After primary school in Liberec, Merta studied at the Václav Hollar Art School in Prague, but his family background prevented him from gaining admission to one of Prague's art academies. He worked at a series of unskilled and manual jobs, and finally in 1981 was accepted at the Academy of Fine Arts in Prague. Memories of the house in Liberec, of family life, school days and of becoming aware of the world from the perspective of a nascent artist are all dealt with in these works.
The centerpiece of the show, a monumental semi-abstract painting that depicts the time and place where Merta's boyhood conception of God coalesced, is titled A Lesson in Pantheism. It recalls the questioning of schoolmates about whether God's omnipresence extended to the gutter urinal of the boys' room or to inside a classmate's mouth, to which the artist answered "Yes." The painting is composed from the perspective of the urinating boys, while an enormous shadowy penis looms over the asphalt-cover wall of the toilets, presumably another signal of God's pervasive presence.
Alongside Merta's developing conceptions about theology and aesthetics, he was exposed to the carnal side of life. Regarding Gallery I-IV, four small canvases featuring female figures in autoerotic poses and one copulating couple, he writes, "I was regarded as a painter already at school. When I was 10, two worldly schoolmates of mine offered one day to take me to a gallery. … We came to a hole in a fence around an open-air cinema … [where] I saw a number of life-size figures.
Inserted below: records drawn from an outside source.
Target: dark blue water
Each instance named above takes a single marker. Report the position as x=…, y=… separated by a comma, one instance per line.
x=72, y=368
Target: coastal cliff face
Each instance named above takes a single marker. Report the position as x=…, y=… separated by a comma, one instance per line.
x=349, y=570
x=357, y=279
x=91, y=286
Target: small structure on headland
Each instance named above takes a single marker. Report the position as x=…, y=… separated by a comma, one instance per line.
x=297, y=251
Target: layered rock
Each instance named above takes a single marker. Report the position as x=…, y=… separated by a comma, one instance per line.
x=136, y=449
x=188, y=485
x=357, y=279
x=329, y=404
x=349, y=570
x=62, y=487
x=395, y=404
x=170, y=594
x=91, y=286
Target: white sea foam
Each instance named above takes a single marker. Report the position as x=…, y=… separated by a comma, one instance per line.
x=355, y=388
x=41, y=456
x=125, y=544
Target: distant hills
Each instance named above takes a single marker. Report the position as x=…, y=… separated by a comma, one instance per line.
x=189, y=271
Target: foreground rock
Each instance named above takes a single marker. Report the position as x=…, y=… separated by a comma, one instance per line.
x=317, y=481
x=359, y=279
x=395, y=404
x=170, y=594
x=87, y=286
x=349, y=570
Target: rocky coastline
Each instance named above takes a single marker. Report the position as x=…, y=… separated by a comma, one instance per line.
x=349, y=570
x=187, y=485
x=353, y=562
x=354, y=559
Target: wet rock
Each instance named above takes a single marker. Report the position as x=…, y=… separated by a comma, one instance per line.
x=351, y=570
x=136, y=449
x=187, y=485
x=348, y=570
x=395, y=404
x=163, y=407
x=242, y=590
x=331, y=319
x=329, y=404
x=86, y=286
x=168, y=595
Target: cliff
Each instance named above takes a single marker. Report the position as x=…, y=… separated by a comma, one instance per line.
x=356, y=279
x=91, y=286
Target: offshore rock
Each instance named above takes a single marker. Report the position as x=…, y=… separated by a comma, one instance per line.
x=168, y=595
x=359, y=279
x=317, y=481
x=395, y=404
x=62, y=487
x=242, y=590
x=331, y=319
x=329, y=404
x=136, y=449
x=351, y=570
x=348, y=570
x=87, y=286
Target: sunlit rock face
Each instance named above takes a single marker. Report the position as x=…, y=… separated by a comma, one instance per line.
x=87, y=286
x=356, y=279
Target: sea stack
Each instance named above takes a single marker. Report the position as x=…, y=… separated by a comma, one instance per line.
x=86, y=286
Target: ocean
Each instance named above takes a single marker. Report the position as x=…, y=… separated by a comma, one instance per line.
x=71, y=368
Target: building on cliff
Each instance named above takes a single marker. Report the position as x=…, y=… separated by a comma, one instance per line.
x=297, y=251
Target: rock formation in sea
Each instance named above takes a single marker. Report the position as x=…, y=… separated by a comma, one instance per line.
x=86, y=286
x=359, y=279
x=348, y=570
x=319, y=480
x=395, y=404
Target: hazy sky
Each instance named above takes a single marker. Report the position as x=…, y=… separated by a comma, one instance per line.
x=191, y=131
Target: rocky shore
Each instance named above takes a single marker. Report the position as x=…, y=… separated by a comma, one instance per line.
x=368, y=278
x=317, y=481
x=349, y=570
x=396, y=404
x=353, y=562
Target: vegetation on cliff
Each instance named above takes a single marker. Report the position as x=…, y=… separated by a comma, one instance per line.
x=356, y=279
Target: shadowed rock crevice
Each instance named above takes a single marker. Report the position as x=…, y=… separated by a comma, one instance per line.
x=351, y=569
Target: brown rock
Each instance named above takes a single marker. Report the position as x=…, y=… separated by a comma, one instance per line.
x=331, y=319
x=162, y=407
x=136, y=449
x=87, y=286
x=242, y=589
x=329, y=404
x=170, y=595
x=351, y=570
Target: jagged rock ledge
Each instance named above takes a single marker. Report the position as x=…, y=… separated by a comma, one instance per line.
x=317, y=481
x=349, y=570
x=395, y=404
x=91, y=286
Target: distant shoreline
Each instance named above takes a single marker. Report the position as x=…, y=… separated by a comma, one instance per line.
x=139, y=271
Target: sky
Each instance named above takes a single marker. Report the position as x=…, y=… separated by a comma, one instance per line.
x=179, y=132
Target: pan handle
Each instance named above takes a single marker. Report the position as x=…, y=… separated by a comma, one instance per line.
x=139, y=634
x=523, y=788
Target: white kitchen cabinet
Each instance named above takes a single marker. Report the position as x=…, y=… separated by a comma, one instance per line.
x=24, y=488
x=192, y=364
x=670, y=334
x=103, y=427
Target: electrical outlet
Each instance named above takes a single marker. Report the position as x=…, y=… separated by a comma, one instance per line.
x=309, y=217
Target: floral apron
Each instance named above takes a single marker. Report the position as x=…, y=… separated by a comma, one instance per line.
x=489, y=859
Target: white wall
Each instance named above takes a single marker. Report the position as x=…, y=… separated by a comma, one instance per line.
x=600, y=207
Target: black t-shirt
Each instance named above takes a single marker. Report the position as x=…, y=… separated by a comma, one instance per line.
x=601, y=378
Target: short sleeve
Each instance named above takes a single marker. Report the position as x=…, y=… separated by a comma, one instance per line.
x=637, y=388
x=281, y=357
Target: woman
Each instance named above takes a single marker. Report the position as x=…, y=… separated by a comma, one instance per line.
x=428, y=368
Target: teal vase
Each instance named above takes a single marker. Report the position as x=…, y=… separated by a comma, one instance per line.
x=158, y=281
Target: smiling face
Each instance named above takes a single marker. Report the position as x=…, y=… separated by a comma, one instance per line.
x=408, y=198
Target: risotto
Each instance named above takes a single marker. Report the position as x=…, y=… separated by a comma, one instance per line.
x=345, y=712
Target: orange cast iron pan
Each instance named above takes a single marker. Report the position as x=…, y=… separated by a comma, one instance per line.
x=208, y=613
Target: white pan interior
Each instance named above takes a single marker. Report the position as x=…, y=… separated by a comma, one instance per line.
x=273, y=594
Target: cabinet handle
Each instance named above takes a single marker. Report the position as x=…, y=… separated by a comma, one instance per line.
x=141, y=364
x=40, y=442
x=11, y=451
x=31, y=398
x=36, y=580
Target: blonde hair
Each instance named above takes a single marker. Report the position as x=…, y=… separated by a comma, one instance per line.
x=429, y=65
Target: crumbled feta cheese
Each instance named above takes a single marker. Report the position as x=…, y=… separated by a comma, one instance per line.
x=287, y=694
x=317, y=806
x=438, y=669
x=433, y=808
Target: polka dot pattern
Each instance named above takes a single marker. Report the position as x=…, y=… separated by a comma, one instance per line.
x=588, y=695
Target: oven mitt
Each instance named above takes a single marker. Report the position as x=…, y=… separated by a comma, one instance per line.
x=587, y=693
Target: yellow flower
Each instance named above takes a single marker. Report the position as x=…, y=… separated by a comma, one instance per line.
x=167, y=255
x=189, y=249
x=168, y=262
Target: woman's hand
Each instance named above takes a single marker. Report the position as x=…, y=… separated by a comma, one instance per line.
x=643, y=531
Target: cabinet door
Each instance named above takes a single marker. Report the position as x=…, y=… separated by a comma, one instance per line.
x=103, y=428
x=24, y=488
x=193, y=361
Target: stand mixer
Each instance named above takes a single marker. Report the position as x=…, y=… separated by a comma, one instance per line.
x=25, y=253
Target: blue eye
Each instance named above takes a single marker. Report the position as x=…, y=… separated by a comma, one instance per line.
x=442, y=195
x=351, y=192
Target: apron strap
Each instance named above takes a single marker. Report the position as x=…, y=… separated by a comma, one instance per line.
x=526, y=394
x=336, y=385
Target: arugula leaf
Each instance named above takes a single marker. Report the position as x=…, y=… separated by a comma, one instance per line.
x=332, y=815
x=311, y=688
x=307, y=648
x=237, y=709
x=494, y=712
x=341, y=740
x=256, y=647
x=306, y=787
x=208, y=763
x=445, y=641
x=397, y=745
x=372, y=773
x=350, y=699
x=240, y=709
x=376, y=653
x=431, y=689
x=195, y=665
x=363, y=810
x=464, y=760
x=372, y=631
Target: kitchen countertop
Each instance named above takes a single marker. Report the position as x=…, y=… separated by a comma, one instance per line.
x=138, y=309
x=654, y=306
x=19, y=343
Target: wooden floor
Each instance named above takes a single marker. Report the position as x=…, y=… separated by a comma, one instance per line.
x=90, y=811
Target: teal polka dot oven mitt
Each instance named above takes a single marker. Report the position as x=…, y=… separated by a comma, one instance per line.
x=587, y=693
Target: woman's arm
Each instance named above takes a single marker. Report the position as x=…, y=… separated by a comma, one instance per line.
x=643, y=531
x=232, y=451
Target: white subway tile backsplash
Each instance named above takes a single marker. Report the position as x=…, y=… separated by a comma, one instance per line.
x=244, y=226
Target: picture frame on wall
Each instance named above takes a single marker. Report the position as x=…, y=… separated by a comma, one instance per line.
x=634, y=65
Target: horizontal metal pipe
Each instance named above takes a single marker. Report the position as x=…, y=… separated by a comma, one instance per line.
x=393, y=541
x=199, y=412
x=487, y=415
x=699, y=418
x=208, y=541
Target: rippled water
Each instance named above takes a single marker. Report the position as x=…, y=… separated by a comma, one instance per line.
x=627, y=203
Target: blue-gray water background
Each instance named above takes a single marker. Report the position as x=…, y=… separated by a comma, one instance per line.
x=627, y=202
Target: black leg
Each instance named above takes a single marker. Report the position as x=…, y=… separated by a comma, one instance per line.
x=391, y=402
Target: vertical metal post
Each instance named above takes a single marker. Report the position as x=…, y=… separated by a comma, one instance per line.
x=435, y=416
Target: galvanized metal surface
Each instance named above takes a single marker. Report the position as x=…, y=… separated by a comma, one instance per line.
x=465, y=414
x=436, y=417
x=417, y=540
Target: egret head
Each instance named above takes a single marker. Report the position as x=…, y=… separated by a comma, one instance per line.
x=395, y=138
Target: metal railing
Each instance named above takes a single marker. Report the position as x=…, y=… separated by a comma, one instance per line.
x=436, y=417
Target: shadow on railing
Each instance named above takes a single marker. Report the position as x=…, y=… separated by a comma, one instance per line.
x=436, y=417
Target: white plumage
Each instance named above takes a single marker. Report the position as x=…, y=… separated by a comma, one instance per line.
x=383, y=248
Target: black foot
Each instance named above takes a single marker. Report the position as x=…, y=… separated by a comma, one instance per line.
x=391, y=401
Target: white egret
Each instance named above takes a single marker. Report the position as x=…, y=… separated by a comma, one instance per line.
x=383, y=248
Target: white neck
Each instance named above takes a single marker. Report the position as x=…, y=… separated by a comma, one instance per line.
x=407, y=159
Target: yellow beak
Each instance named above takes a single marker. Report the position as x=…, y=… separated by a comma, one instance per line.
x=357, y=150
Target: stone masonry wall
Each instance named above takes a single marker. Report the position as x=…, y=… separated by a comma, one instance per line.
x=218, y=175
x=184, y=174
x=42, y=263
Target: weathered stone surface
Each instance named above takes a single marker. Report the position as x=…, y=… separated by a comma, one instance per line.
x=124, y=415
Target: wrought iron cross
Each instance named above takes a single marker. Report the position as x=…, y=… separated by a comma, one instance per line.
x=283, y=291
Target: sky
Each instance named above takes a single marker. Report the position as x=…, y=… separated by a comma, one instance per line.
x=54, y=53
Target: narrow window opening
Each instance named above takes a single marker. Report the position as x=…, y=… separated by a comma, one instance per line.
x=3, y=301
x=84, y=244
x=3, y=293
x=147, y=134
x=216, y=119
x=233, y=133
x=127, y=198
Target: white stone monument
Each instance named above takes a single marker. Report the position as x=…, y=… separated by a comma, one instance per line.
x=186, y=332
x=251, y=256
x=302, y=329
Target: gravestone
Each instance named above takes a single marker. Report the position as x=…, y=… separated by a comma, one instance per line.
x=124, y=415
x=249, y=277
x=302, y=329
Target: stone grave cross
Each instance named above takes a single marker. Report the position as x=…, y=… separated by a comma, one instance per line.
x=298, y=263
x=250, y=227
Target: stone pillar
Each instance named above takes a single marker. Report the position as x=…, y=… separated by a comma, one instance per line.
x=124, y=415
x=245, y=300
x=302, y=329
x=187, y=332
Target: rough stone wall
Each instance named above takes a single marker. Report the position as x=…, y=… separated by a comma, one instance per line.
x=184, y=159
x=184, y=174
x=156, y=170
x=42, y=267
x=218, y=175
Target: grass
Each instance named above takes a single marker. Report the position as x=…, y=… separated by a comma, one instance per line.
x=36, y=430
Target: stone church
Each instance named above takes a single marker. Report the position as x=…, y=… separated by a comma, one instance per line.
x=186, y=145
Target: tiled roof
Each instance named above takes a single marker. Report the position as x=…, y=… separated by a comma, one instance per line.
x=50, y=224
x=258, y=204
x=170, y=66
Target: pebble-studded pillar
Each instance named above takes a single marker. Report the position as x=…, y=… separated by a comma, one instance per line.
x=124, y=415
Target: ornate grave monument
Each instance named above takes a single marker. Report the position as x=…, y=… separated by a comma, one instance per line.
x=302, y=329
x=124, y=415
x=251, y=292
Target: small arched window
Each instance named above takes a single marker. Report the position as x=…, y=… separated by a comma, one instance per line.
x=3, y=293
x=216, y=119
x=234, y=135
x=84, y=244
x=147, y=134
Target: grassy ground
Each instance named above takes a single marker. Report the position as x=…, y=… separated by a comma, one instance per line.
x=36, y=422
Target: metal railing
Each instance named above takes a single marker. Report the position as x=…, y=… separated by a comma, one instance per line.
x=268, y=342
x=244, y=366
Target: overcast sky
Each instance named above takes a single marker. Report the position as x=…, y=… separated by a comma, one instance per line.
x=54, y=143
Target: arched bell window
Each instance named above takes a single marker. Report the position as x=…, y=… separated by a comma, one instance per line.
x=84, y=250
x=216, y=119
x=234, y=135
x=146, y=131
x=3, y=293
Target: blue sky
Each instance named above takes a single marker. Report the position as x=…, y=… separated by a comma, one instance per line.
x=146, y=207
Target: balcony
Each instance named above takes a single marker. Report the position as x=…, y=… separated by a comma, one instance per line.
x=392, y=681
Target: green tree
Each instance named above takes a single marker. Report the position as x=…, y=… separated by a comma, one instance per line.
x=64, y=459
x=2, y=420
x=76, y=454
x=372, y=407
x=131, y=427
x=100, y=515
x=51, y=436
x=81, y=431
Somebody had drawn them meticulously in soft red brick, with some touches in white chalk. It was pure pornography. I suffered a shock. … I was equally shocked by the perfection of the execution. … It was as if I had seen a Giotto."
Merta has been making paintings reflecting on childhood memories since the 1980s. This is the third exhibition devoted to formative moments of his boyhood in Liberec, and there are plans for further exhibitions to follow. His strong body of work blends large paintings with small, intimate canvases, earth-shaking moments of comprehension with amusing anecdotes and visual snapshots. Whether thematically grand or not, the paintings as a group consistently demonstrate his excellent handling of paint, strong compositional sense and use of color.
The paintings journey back to the time when Merta began to view the world not only as a perceptive and sensitive boy but through the eyes of a budding artist. The best paintings in the show strongly evoke the light-bulb moments that, in retrospect, paved Merta's path to becoming a painter. What did he sense in Rembrandt's gaze that so deeply affected him as a young boy? Perhaps it was a feeling of being "seen" by the seemingly all-knowing eyes of the artist, yet which were also filled with compassion, something akin to his early conception of God.
Even in his most abstract paintings, Merta links back to direct human experience, such as in Oil Wainscoting III, which recalls the smell of paint being mixed by his father to complete a passage of illusory wainscoting in their Liberec home.